# H} Orks W} space wolves and vehicles



## Gothic (May 12, 2008)

Im trading so i can expand on my existing army.
Here is a list of what i have:

Codex Orks

2 AoBR warboss' (one unpainted and one primed)

1 converted warboss on bike (unpainted)

13 Nobz plus 1 painboy and grot assistant (painted and 5 unpainted)

4 lootas

57 Boyz including 4 nobz, 7 big shootas, 1 rokkit launcha (some are painted, some are in progress and the rest are just primed)

1 wartrukk (slightly modified and unpainted)

9 deffkoptas including one kustom mega blasta (7 are painted and 2 are still the sprues but these 2 need bases)

3 metal killa kans ( 2 skorchas and 1 rokkit launcha)

3 warbikers (primed)

Here is what im looking for:

Space wolves codex

Logan (metal preferabily but dont mind resin)

Ulrik the slayer

wolf guard terminators

Space wolves pack

Rhinos

Razorbacks

Land raider or land rader crusader

Long fangs

This is a shot in the dark Wulfen models.

UK only please. Also trade only as I don’t have paypal or anything like that.

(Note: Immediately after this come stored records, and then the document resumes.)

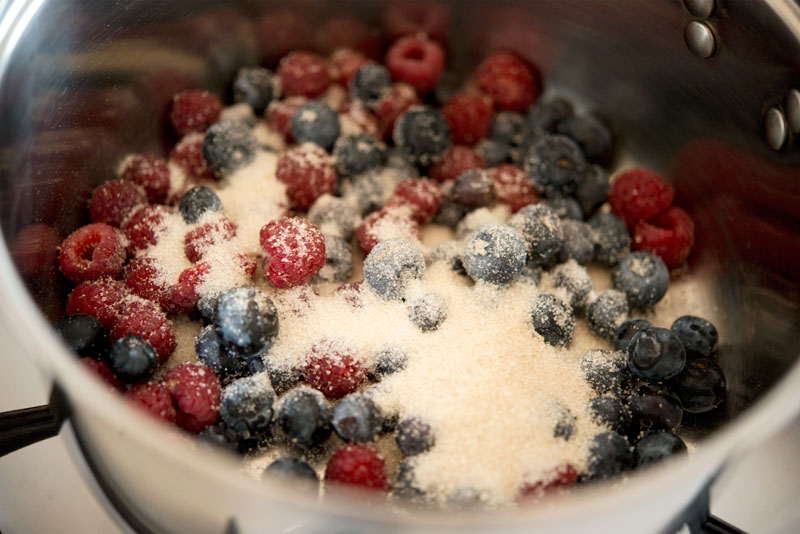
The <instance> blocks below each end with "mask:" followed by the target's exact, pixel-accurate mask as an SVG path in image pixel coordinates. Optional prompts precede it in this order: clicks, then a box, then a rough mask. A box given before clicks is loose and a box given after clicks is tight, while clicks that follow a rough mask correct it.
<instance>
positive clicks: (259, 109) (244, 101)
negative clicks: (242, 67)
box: [233, 67, 276, 115]
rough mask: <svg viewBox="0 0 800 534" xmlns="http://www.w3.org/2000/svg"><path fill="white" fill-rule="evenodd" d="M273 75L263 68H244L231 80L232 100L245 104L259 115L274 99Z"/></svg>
mask: <svg viewBox="0 0 800 534" xmlns="http://www.w3.org/2000/svg"><path fill="white" fill-rule="evenodd" d="M275 82H276V80H275V75H274V74H273V73H272V72H271V71H270V70H269V69H265V68H263V67H244V68H241V69H239V72H238V73H236V79H234V80H233V100H234V101H235V102H247V103H248V104H250V107H252V108H253V111H254V112H255V114H256V115H261V114H263V113H264V110H265V109H267V105H268V104H269V103H270V102H271V101H272V99H273V98H274V97H275Z"/></svg>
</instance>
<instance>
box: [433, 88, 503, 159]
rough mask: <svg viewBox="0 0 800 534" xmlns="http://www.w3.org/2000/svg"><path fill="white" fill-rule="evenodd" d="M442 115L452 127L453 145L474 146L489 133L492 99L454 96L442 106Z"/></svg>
mask: <svg viewBox="0 0 800 534" xmlns="http://www.w3.org/2000/svg"><path fill="white" fill-rule="evenodd" d="M442 113H444V118H445V119H447V124H449V125H450V135H451V136H452V138H453V143H456V144H464V145H470V146H472V145H474V144H475V143H477V142H478V141H480V140H481V139H483V138H484V137H486V134H488V133H489V128H490V127H491V125H492V99H491V98H489V97H488V96H486V95H481V94H469V93H461V94H457V95H453V96H452V97H451V98H450V100H448V101H447V102H445V104H444V106H442Z"/></svg>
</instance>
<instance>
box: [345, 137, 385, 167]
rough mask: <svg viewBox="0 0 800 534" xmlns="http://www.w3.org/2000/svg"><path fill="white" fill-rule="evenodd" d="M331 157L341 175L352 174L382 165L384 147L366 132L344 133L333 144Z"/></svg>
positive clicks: (380, 165) (382, 162) (384, 148)
mask: <svg viewBox="0 0 800 534" xmlns="http://www.w3.org/2000/svg"><path fill="white" fill-rule="evenodd" d="M333 157H334V159H335V160H336V170H337V171H338V172H339V174H340V175H341V176H354V175H356V174H363V173H365V172H367V171H370V170H372V169H376V168H378V167H380V166H381V165H383V162H384V160H385V159H386V148H385V147H384V146H383V145H382V144H381V143H378V141H376V140H375V138H374V137H372V136H371V135H368V134H364V133H358V134H351V135H345V136H342V137H340V138H339V139H337V141H336V144H335V145H333Z"/></svg>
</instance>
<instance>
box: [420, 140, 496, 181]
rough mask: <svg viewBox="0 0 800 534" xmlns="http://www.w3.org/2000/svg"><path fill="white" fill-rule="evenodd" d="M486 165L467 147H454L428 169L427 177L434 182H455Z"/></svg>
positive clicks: (435, 162) (449, 149) (476, 154)
mask: <svg viewBox="0 0 800 534" xmlns="http://www.w3.org/2000/svg"><path fill="white" fill-rule="evenodd" d="M485 167H486V164H485V163H484V161H483V158H482V157H481V156H480V154H478V153H477V152H475V151H474V150H472V149H471V148H469V147H466V146H462V145H456V146H454V147H451V148H449V149H448V150H447V152H445V153H444V155H443V156H442V158H441V159H440V160H439V161H435V162H433V164H431V166H430V167H428V176H429V177H430V178H433V179H434V180H438V181H440V182H445V181H447V180H455V179H456V178H458V177H459V176H461V175H462V174H464V173H465V172H467V171H470V170H472V169H483V168H485Z"/></svg>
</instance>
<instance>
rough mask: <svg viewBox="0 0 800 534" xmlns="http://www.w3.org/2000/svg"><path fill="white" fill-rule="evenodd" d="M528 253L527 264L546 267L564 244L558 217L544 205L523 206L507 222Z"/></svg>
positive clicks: (533, 204) (540, 204)
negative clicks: (521, 238) (544, 266)
mask: <svg viewBox="0 0 800 534" xmlns="http://www.w3.org/2000/svg"><path fill="white" fill-rule="evenodd" d="M508 224H509V226H511V227H512V228H514V229H515V230H516V231H517V232H519V235H520V236H522V239H523V240H524V241H525V245H526V247H527V251H528V263H532V264H533V265H546V264H547V263H548V262H549V261H550V259H551V258H553V257H554V256H555V255H556V254H557V253H558V251H559V250H560V249H561V247H562V246H563V244H564V230H563V229H562V227H561V221H560V220H559V218H558V216H557V215H556V214H555V213H554V212H553V210H551V209H550V208H549V207H547V206H545V205H544V204H532V205H529V206H525V207H524V208H522V209H521V210H519V211H518V212H517V213H515V214H514V216H513V217H511V219H509V221H508Z"/></svg>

Thanks for looking.:victory:

Gothic


----------



## Eviltim (Sep 25, 2008)

Don't know if there any good to you, but I have alot of "Normal" Marines going, and some vehicles?


----------



## Gothic (May 12, 2008)

its the vehicles im mainly after what vehicles you got?


----------



## Eviltim (Sep 25, 2008)

Various Bikes, (Older versions) 4 Attack Bikes (2 H.Bolters, 2 M.Meltas) Predator Annihilator and Destructror, And An old 2nd Ed. Rhino (Needs alot of work!)


----------



## Gothic (May 12, 2008)

Im interested in the two predators and is the rhino MKIIc or another variation?


----------



## Eviltim (Sep 25, 2008)

Afraid its the old MKI


----------



## Gothic (May 12, 2008)

What would you like for those?


----------



## Eviltim (Sep 25, 2008)

Well, I'm planning on starting an Ork force in the next while, so essentially as much as I can get to start me off, but something in the way of the startings of an army, 

If that makes sense?


----------



## Gothic (May 12, 2008)

Well I can sort out the codex the boys and a a warboss you can pick summit else also pick one of the other warboss if you like.


----------



## Eviltim (Sep 25, 2008)

How about either of the AoBR Warbosses, Boys, Dex, and Bikers? or Some Koptas? Essentially AoBR if you see what I mean?


----------



## Gothic (May 12, 2008)

well both warboss' have the same equipment and so does the warboss on the bike (as it is a converted AoBR warboss) so you'd like either warboss all 57 boys some are AoBR some aren't you decide on the bikes or koptas.


----------



## Eviltim (Sep 25, 2008)

As this is now finalizing, I'm going over to PM.


----------